On oublie vite les primitives douleurs de conception. Une idée vous ronge et pour s’en délester, on est tenté de l’épuiser. Le désir de relever un défi, de cheminer en lisière de l’impossible, fut un stimuli, je suppose. Longtemps je crus écrire une simple nouvelle. Les premiers mots se couchèrent difficilement sur le fichier Libre Office, puis, lorsque je m’y suis mis pour de bon, des bouts entiers sortirent presque seuls. Tiens bon, c’est le bon bout, me suis-je écrié une nuit de pleine lune ! Et j’ai tiré, tiré !
- Les aventures d’Hubert-Félix connaîtront-elles une suite ? Car on l’abandonne à Lille, durant son service civique et le lecteur est en droit de se demander, entre autres, si son projet de breveter un épluche-oignons révolutionnaire va ou non le conduire sur les rails de cette bonne fortune qu’Hubert-Félix, sans néanmoins se faire trop d’illusion car ce n’est pas son genre, appelle de quasi tous ses vœux ?
Eh bien que le lecteur écrive la suite, s’il considère mon livre inachevé, comme l’OuLiPo vient de le faire assez brillamment avec un roman entrepris pas Boris Vian (il avait écrit quatre chapitres et laissé un synopsis avant de l’abandonner). Si cependant le lecteur apporte plus d’importance, comme moi, à l’écriture en tant que telle qu’aux aventures contingentes et dérisoires de mes personnages, qu’il se rassure en se disant que j’écris d’autres choses, parfois sans la lettre « a », dont certaines sont lisibles en ligne (alipogramme.tumblr.com). Ce sont surtout des (tentatives de) poèmes, mais il y a aussi une nouvelle qui s’inscrit dans la continuité de ce premier travail d’écriture contrainte.
- Peut-on considérer que la littérature sauvera le monde – ou bien même elle n’y suffira pas ?

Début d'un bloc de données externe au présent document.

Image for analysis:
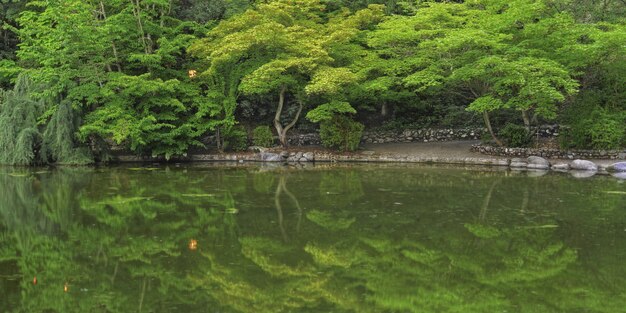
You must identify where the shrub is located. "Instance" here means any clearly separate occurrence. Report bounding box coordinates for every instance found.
[499,123,532,147]
[587,110,625,150]
[223,126,248,151]
[319,116,364,151]
[560,108,625,150]
[252,125,274,147]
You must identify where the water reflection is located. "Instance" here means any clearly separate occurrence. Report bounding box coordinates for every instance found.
[0,164,625,312]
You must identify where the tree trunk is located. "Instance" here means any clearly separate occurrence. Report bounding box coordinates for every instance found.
[274,86,303,147]
[216,127,222,153]
[483,111,503,146]
[130,0,150,54]
[522,110,531,131]
[274,176,288,242]
[99,1,122,71]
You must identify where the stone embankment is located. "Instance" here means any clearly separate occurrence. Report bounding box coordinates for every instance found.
[472,144,626,160]
[283,125,564,145]
[114,146,626,179]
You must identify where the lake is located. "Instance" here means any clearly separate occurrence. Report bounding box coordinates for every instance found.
[1,164,625,312]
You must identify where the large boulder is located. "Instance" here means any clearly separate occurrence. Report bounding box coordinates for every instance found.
[570,159,598,171]
[527,156,550,170]
[607,162,626,173]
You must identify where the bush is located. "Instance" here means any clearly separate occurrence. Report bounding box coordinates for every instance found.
[252,125,274,147]
[319,116,364,151]
[499,123,532,147]
[223,126,248,151]
[560,108,625,150]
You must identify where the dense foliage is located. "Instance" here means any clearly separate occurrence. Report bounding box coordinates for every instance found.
[252,125,275,147]
[0,0,624,164]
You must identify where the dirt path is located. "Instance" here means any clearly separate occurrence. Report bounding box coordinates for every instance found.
[361,140,490,159]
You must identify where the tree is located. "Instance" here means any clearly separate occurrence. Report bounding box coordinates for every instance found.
[0,0,25,88]
[368,0,579,145]
[0,74,91,165]
[190,0,384,147]
[0,74,45,165]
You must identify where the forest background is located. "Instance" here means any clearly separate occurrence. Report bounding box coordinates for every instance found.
[0,0,624,164]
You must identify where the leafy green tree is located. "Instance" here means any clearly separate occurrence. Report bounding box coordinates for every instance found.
[369,1,579,145]
[78,74,211,159]
[0,74,89,165]
[190,0,384,147]
[0,75,45,165]
[0,0,25,87]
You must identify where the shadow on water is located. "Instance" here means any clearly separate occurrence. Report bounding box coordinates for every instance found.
[0,164,625,312]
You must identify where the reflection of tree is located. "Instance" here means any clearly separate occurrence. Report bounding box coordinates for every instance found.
[0,166,625,312]
[274,174,303,241]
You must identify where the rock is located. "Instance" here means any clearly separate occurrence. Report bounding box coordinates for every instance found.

Dans Belle jeunesse, Marek Hłasko, qui dénonce le système communiste écrit : « Moi je n’ai rien contre les Commies. Tant qu’ils feront leurs saloperies et que je pourrai m’en servir pour écrire, ça me va. »… On peut essayer de faire pareil avec toutes les menaces, mais généralement la littérature n’a pas d’effet sur le monde. C’est un message d’homme à homme, difficilement démultipliable, qui dans le meilleur des cas s’avère réconfortant.
- Quels seraient tes derniers coups de cœur culturels ?
Je t’avouerais avoir pris une claque en lisant Mort à Crédit il y a quelques mois. C’est rigoureusement cynique et la prosodie célinienne est incroyable. En 2019, j’ai aussi été marqué par les classiques africains Le monde s’effondre, de Chinua Achebe et des livres de Amadou Hampâté Bâ. Tous deux transpirent l’horreur de la période coloniale, et en même temps, avec leurs histoires de marabouts, donnent une place au monde de l’invisible.
Au cinéma, j’y vais pas beaucoup, mais je pense que le succès de Parasite de Joon-ho Bong est mérité. Sur la société française, j’ai bien aimé Banlieusards, de Kery James, produit par Netflix faute de producteurs français enthousiastes…
Côté sorties musicales, la scène locale me comble. Les Druids Of The Gué Charrette viennent de sortir un single avec un très beau clip, et Ron kring vertebre un superbe album, avec une voix cristalline par-dessus un nappage électronique envoûtant. Je n’écoute plus beaucoup de rock, mais ces deux groupes réveillent mes instincts adolescents. Sinon j’aime bien écouter ces temps-ci un morceau de violon écrit par Bach, la Chaconne de la 2ᵉ Partita en ré mineur.